Ausschußsitzungen, Mitgliederversammlungen, Klausurtagungen. Klaus Böger hat alles gegeben, dabei sogar schwärende Sitzfleischveränderungen – im Altenpflegerjargon: „Dekubitus“ – riskiert. Doch statt des apparatgestählten Fraktionsvorsitzenden ist nun der windige Ex-Regierende Walter Momper SPD-Spitzenkandidat für die Berliner Wahlen im Herbst. Und der ließ am Sonntagabend seinen Kontrahenten wissen: „Du bist und wirst immer die Nummer zwei bleiben.“

Wahrscheinlich wollte der Sieger dem Unterlegenen nur bedeuten, daß er ihn nicht in die Ortsgruppe Düppel-Ost zurückstoßen und sein Büro plus Zimmerpflanze atomisieren werde. Es klang allerdings, als hätte Uli Hoeneß gerade Christoph Daum die Marschrichtungszahlen durchgegeben. Aber wenn Böger die Nummer zwei war, ist und für immer sein wird, wer war – vor Momper, das heißt, nach Momper – wer war dann zwischen Momper die Nummer eins? Schwierig. Wenn wenigstens auch mal ein SPD-Führer einen Kosmetikartikel klauen würde! Den Namen hätte man sich wenigstens gemerkt: „Dzembritzki, das war doch der mit dem Mascara-Stift! Dieser Hirni! Man entfernt doch das Sicherungsetikett!“ Aber so haben die Sozis nicht mal einen Trottel anzubieten. Dagegen wirkt selbst Diepgen charismatisch.

Obwohl, wir wollen nicht ungerecht sein: Klaus Böger hat auch einiges gesagt.
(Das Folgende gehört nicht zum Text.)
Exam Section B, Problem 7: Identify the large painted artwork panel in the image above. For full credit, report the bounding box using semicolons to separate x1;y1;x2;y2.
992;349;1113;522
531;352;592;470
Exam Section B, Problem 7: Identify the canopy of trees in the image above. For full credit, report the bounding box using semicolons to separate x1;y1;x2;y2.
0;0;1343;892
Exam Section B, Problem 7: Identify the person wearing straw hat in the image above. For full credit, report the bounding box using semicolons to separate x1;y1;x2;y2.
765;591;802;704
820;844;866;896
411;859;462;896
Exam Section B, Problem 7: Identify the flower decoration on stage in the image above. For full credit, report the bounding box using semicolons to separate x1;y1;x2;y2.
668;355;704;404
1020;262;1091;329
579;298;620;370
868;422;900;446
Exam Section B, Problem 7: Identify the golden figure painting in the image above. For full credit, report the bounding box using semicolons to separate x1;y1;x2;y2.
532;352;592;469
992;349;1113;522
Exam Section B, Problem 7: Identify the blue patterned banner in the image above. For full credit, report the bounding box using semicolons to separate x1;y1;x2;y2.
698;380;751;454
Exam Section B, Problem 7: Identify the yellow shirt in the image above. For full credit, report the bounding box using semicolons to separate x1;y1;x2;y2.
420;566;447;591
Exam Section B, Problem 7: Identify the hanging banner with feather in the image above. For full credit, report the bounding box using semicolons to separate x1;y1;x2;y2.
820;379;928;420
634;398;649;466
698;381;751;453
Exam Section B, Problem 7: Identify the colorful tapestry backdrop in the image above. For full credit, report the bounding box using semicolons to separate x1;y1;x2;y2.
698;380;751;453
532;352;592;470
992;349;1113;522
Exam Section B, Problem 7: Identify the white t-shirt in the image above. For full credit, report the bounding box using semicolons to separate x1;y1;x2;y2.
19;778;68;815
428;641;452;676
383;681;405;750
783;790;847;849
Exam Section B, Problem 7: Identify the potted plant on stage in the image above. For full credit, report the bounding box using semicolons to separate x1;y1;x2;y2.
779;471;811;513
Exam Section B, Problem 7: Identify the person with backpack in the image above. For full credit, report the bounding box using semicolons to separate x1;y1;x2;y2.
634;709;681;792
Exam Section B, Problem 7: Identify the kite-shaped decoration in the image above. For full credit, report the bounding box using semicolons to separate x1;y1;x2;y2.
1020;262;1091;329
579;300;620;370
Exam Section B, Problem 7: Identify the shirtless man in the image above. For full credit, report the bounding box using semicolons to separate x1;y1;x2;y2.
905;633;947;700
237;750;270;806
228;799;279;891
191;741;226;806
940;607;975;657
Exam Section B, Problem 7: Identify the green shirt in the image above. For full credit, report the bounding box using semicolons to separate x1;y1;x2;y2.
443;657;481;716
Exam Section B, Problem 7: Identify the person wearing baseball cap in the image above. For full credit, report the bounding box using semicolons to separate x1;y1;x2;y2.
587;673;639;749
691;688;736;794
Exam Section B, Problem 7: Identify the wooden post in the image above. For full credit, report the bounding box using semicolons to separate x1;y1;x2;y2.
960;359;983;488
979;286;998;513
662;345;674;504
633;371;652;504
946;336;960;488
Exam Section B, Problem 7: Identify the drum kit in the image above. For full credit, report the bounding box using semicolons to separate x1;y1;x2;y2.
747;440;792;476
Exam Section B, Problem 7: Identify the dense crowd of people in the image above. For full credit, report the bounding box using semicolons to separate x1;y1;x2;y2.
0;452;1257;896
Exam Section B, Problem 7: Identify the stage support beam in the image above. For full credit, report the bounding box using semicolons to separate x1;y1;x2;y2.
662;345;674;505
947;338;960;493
Sogar im Regionalfernsehen. Aber die Basis hat alles wieder vergessen. Schade. Die meisten Funktionäre waren für Böger. Er hat mit ihnen dieselben Plenen durchlitten, ist wie sie nächtelang in der Kuschelkoalition versumpft. Unter Genossen nennt man das Solidarität.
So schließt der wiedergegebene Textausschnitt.